Gazing toward the Glens and Loch Lomond, the silence becomes paradoxically loud. The elemental landscape layered with hundreds of years of ‘the Scottish condition’. Where I stand, atop the hills overlooking our family home for the last time, I am struck by the awareness that the only collective living memory of this land is mine and my family’s own. Contemplating the farewell, the rumbling of heavy machinery and blasting invades the environment, gradually enveloping Sheephill and our history.

‘Sheephill’ is the culmination of a long term endeavour to reacquaint myself with home, family and the self. For all of our family, the course of life has led us along a path away from the familiar comforts of home. This place, however, is woven into the fabric of our being, an inextricable part of who we are. During our time at the Farm, Sheephill nestled in the scenery. Behind the hill widening its operation is the Quarry. Granted a lease to quarry for 51 years since 1980; it was recently also granted the rights to excavate through Sheephill and all the way up to our back garden, despite there being millions of tonnes of un-excavated rock.

The destruction has driven us to leave home. ‘Sheephill’ is a memoir of the experiences we shared and that shaped us there.

Sheephill’ considers the pain of memories and loss experienced when one loses a sense of their being. A theme of equal importance that arose through production, highly topical, is the aspects of the Anthropocene. The Quarry raises larger questions of the impact man and industrialisation have on our environment, further worsening climate change and displacing people all around the world. The project highlights this and challenges the necessity of causing further damage to our planet.
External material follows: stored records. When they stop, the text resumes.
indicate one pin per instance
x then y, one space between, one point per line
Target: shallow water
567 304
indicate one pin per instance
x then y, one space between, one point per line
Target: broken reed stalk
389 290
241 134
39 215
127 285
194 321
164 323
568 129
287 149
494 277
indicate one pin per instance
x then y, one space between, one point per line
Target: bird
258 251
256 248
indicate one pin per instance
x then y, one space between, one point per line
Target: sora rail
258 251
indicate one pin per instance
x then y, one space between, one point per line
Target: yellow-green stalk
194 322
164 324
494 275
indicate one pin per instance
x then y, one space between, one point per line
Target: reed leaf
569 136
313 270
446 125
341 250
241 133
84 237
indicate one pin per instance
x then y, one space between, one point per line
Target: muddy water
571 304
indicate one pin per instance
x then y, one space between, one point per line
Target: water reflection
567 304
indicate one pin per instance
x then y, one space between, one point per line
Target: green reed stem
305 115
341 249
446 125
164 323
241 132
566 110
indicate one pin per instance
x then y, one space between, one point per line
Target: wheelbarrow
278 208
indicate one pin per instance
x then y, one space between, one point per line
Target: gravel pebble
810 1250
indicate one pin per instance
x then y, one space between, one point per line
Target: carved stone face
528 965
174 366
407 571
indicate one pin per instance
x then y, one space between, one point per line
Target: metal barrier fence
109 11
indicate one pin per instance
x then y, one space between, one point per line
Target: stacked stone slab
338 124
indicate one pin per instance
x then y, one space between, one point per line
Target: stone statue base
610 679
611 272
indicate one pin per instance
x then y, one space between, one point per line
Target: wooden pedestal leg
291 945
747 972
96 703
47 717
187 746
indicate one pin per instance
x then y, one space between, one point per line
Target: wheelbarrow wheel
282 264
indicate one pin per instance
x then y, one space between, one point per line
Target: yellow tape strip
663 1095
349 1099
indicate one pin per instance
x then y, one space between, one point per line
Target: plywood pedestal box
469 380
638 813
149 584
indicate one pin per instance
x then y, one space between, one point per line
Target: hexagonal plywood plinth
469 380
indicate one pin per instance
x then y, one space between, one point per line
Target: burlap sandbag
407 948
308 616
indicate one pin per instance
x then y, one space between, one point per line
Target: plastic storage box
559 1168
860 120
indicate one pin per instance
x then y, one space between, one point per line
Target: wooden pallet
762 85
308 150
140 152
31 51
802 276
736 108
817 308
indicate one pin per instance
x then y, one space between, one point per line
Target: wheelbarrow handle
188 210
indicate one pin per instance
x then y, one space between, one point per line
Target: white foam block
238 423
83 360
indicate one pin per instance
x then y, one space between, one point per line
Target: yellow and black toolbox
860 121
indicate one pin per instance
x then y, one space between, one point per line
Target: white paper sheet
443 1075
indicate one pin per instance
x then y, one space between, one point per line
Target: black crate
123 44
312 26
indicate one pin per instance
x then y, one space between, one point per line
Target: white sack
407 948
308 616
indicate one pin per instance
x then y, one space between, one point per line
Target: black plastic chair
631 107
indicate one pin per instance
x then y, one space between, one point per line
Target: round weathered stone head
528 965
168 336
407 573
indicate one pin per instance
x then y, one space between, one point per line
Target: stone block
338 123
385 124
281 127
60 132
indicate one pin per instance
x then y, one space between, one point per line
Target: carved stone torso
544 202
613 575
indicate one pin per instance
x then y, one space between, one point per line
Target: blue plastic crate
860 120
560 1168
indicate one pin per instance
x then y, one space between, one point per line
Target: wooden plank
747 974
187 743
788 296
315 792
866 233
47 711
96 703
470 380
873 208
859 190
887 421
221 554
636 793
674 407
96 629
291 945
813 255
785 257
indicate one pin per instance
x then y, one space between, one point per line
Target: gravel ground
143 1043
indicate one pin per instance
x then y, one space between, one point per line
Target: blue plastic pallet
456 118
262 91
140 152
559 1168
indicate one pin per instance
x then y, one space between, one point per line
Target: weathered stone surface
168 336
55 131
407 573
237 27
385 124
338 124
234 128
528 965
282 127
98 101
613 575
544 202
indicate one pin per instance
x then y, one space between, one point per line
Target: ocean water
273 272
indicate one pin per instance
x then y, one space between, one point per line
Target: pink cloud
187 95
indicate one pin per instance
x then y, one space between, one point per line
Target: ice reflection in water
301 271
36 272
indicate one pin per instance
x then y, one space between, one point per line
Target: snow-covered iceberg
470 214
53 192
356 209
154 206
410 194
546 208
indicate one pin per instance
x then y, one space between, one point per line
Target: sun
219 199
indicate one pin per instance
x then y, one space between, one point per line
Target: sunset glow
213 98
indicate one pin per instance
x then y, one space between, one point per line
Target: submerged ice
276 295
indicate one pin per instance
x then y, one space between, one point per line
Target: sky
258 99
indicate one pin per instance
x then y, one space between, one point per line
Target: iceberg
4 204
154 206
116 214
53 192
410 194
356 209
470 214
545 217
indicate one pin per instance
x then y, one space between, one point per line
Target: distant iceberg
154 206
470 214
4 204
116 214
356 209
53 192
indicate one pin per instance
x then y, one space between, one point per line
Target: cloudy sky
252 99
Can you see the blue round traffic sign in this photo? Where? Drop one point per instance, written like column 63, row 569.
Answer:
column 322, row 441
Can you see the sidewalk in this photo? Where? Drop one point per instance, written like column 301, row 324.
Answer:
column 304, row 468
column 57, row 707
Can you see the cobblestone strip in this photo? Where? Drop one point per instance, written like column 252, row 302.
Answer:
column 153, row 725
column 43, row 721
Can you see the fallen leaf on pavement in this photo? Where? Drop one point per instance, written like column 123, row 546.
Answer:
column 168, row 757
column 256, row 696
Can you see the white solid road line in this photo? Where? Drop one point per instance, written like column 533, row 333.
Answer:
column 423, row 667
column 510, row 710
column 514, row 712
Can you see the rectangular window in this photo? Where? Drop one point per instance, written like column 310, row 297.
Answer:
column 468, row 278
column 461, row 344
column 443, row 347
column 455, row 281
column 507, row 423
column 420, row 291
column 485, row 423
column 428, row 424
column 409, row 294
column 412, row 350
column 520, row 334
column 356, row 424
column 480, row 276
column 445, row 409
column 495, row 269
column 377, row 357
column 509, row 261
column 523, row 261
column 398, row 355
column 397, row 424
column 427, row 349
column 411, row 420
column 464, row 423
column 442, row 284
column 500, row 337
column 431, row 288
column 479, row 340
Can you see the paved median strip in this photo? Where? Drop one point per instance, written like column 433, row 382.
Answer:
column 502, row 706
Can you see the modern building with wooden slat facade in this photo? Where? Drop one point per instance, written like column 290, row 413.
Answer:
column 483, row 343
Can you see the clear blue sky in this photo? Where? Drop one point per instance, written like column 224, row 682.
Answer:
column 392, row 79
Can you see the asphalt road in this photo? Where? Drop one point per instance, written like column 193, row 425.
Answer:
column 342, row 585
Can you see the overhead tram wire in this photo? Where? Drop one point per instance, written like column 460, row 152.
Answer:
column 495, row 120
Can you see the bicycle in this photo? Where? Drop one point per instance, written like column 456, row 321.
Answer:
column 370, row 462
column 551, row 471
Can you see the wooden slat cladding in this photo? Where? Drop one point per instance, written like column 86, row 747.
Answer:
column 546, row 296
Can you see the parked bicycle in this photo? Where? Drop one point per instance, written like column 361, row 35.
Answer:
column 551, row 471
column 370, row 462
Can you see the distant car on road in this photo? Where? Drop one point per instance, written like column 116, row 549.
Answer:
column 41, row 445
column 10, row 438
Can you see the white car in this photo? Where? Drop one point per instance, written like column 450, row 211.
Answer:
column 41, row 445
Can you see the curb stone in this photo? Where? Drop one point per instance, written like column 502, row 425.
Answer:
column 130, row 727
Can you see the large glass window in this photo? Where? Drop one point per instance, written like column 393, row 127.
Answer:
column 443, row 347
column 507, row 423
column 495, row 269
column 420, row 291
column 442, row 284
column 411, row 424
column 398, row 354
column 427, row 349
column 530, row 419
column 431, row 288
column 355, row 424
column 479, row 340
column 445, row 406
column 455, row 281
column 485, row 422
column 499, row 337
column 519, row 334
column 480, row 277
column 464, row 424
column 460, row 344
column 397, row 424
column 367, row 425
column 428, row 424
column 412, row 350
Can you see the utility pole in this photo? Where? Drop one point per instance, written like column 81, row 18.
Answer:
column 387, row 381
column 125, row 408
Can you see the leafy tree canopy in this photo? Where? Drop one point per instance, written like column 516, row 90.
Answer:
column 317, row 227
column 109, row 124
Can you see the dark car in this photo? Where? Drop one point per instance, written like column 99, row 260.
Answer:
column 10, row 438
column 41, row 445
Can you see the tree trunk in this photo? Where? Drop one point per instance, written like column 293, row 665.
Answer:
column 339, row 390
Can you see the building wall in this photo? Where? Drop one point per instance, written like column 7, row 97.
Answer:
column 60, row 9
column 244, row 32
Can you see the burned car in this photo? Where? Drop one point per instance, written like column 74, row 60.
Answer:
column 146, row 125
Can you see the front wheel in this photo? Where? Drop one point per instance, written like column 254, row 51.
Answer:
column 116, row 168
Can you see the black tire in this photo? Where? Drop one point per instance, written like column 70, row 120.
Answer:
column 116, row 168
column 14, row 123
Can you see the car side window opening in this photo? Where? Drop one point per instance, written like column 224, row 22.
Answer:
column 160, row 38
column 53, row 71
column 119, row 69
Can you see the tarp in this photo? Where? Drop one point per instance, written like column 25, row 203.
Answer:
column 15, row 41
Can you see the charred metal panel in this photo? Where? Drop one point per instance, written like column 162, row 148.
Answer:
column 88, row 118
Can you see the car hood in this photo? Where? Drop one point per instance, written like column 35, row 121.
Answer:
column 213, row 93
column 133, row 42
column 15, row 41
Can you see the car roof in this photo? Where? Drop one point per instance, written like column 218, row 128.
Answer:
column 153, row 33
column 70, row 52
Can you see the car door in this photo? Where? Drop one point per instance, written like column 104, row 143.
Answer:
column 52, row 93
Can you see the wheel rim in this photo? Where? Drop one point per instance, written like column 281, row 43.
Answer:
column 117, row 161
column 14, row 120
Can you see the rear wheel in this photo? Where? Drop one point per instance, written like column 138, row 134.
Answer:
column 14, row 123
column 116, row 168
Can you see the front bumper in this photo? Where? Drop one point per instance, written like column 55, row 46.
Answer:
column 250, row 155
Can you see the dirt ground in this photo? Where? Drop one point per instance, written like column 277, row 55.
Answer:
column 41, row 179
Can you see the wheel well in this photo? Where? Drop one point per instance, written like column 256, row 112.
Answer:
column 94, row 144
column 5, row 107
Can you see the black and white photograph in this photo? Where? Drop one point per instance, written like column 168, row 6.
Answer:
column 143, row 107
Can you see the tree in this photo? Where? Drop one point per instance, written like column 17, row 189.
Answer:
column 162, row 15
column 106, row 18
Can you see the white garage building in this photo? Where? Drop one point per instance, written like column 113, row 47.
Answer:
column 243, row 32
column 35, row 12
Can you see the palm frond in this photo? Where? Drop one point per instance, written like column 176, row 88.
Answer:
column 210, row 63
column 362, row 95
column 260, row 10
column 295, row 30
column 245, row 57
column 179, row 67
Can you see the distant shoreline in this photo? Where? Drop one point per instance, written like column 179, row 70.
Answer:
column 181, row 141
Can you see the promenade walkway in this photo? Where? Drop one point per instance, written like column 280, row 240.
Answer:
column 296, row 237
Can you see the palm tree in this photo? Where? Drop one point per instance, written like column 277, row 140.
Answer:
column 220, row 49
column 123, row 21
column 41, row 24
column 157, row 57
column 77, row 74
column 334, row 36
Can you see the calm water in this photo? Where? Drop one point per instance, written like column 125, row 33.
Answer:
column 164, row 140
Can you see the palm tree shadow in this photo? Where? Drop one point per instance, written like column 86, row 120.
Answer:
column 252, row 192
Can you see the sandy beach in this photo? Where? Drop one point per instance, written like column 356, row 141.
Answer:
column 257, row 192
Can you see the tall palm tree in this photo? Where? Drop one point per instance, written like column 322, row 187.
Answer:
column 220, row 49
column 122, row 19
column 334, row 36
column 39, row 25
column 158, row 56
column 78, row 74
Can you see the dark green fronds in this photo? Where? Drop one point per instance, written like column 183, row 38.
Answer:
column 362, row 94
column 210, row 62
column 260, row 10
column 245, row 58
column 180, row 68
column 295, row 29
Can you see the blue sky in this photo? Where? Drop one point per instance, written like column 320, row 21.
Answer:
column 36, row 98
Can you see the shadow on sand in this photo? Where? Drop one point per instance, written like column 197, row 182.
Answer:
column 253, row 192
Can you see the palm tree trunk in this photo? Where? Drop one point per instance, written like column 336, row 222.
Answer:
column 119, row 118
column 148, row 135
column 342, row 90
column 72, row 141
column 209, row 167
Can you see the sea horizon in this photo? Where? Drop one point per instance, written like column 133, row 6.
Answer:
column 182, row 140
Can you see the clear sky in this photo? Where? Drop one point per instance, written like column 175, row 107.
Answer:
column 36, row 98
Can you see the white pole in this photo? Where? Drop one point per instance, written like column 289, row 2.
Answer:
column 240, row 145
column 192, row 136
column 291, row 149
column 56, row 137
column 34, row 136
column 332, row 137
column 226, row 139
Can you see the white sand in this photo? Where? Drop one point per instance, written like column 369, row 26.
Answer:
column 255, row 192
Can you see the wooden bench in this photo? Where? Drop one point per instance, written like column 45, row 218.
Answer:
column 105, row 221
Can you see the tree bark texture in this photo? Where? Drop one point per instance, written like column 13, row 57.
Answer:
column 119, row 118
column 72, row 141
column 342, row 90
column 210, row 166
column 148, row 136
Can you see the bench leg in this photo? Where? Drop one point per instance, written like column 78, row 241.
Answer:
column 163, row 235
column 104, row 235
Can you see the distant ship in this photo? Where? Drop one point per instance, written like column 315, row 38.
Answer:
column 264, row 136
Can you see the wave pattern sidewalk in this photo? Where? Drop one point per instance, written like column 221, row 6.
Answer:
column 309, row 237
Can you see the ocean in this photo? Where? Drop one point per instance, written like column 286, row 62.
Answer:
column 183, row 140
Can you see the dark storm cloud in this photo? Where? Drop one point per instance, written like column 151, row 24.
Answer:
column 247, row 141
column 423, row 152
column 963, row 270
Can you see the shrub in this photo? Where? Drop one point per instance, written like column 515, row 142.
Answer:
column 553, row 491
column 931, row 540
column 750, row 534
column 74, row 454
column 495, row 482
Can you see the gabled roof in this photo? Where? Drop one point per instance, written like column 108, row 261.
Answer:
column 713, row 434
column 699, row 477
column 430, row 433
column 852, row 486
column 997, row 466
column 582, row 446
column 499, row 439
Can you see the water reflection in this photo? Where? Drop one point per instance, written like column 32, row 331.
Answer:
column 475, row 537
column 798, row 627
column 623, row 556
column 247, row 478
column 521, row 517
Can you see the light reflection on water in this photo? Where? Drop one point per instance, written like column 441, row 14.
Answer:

The Wet Plate Collodion process instils in the images these feelings of distress. The personal trace left on the plates coupled with their fragility, alongside pushing the boundaries of a large format camera take the storytelling aspects of an image to their limits. Unnatural focus, warping of light and uneasy composition create a ghostly appearance of an otherwise familiar world. The final Carbon Prints of the images are made using a pigment created from the burnt out firewood from home, binding them there. Whilst un-referred to in the images, due to state-like security preventing it, the accompanying sound piece to the body of images emphasises the impact the Quarry has on ones experience as it overpowers family testimony.